Ray Atkeson was an American photographer best known for his landscape images, particularly of the American West.
He began photographing the Western landscape in 1928. As a pioneer in large-format, colour scenic photography, Ray Atkeson became a legend in his own time, having done more to promote the scenic splendour of Oregon than has any other individual photographer. Atkeson’s work has been widely exhibited across America and appeared in numerous national magazines such as National Geographic, Time, Readers Digest etc. His photography has illustrated over twenty large format books with over one million copies sold. His photographs captured 1930s fishing vessels recently adapted to use engines to women building warships for World War II. As can be seen below images, Alan Engen called Atkeson “the finest ski photographer ever.” No surprises there.
Ray was decorated with a number of awards and distinctions during his lifetime including Photographer Laureate of the State of Oregon, honorary Doctor of Fine Arts from Linfield College, Distinguished Citizen of Oregon, and the Governor’s Award for Arts in Oregon.

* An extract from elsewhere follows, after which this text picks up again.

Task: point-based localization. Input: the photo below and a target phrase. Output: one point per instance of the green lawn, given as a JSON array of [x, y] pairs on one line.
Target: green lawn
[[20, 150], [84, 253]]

He created an archive of over 250,000 images during his career and those images are now held in the Ray Atkeson Image Archive. More of his work can be found here. From the 1930‘s through the 1950’s, Ray documented the Ski & Snow Country of the intermountain region of the Western United States. During that period of time Ray created several thousand black and white images that are now considered to be the finest privately held collection of winter and ski photography of that era. His timeless images of winter are still sought by collectors around the world.